First, I don't see any reason to try to get away from a monetized world economy. It doesn't seem a useful or achievable goal. Rather, I'd like to see the widespread adoption of tax structures more along the lines of the Swedish - from what I understand of it. I don't think there's anything wrong with the pursuit of fabulous wealth. If that's your thing, go for it. More power to you. However, there's something wrong with the way that pursuit works right now. Granted, people who have more money do pay more taxes, but not very consistently across countries. The wealthiest person in the world right now may be the Swedish founder of IKEA. However, he doesn't live in Sweden - to avoid paying the high taxes. Similarly, some US companies find themselves nice offshore offices in the Cayman Islands in which to situate their headquarters to avoid taxes. I'd like to see a simplification of tax systems within countries and a harmonization of sorts between them to make sure that the more money people or businesses have, the more taxes they pay. The harmonization is so that the wealthy can't simply hide their money elsewhere. In general, I'm of the opinion that - though there will surely be some losses due to inefficiency or corruption - governments should be raising more money. That's right, big government.

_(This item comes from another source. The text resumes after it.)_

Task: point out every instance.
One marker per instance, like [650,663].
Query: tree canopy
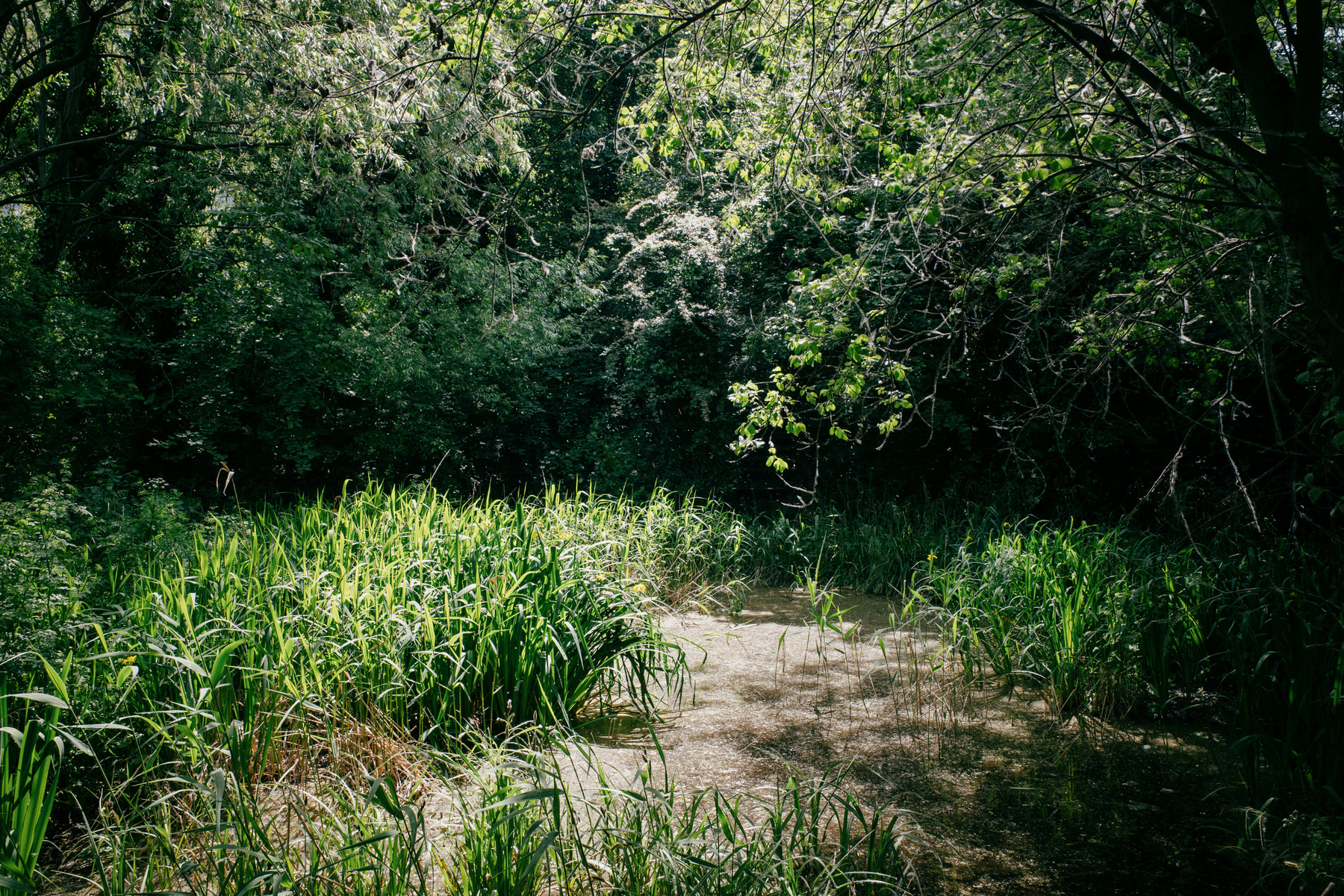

Why big government? Why more money? Well, it seems to me that right now the only system capable of handling the requisite reallocation of wealth from richer to poorer is the international system of sovereign states and its many apparatuses for interaction - the UN, WTO, BWIs, etc. I guess on some level I'm a fan of the old developmental state from the post-WWII era. What I'm really thinking about is a fundamental shift in the ideology of government towards a bigger role in guaranteeing the social welfare of people around the world, not just in their own countries. This would obviously be a bigger shift in some places than others. As I said above, I'm still struggling with how to articulate this properly. I'm certainly not advocating the overthrow of the capitalist system. Rather, I want to see governments (as the only institutions capable of carrying out such a massive coordination) take a strong role in ensuring the welfare of human beings on the planet. It seems like this is the logical outcome of globalization, whether MacDonald's, De Beers or Starbucks realizes that or not.

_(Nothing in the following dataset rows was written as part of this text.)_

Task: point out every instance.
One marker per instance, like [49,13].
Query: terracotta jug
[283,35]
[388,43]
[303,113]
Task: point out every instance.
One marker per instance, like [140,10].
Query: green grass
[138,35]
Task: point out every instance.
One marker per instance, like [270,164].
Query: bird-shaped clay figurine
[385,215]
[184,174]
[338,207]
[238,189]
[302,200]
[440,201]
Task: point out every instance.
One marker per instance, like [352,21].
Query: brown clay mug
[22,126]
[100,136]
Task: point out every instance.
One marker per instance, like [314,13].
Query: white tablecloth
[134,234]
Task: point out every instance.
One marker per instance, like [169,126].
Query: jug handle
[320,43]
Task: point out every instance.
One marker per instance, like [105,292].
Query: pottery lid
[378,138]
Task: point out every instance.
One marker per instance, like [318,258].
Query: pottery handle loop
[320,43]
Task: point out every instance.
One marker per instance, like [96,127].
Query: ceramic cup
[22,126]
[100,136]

I'd certainly be interested in hearing anything anyone had to say about why this would never work, is misguided, or is the best thing since sliced bread. Start a discussion thread or send me something via the email form and I'll put it up on the opinion page.

Friday, 30 April 2004

James Makamba

March 30, 2004 - James Makamba.

A recent acquaintance of mine made me aware of the case of James Makamba after she noticed the 'Act' item on pressuring the US government to take action on Zimbabwe. I've posted some information and links on the Act page.

Mr. Makamba's case seems to be related more to the ability of the government to control foreign currency earnings than anything else. As noted in one of the pieces linked to on the Act page, Mr. Makamba has been on better footing with the government in the past.

As I observed to the doctoral student who alerted me to this case, the disaster in Zimbabwe becomes more real when you encounter someone directly affected by it. However, I wanted to start a sensitive discussion about Mr. Makamba's case, as a sort of disclaimer. He is not the typical example of suffering under Mugabe (i.e., a poor landless peasant finding it more and more difficult to get by). He is a wealthy businessman and former politician. His problem seems to be too much success, rather than danger of malnutrition. On the surface, he seems to have more in common with jailed Russian oligarch Mikhail Khodorkovsky.

As I've been reading so much at SOAS about the role of the state in economic development, development & modernization theory in general, and the role of capitalism in growth and development, it occurs to me as well that what Zimbabwe needs are more Mr. Makamba's starting businesses and creating growth - along the lines of the 'Africa's workers are not exploited enough' neo-marxist/neo-liberal tradition. It's clear enough that Mugabe isn't really concerned with running a developmental state in Zimbabwe. Are those like Mr. Makamba the hope for Zimbabwe's post-Mugabe economic future?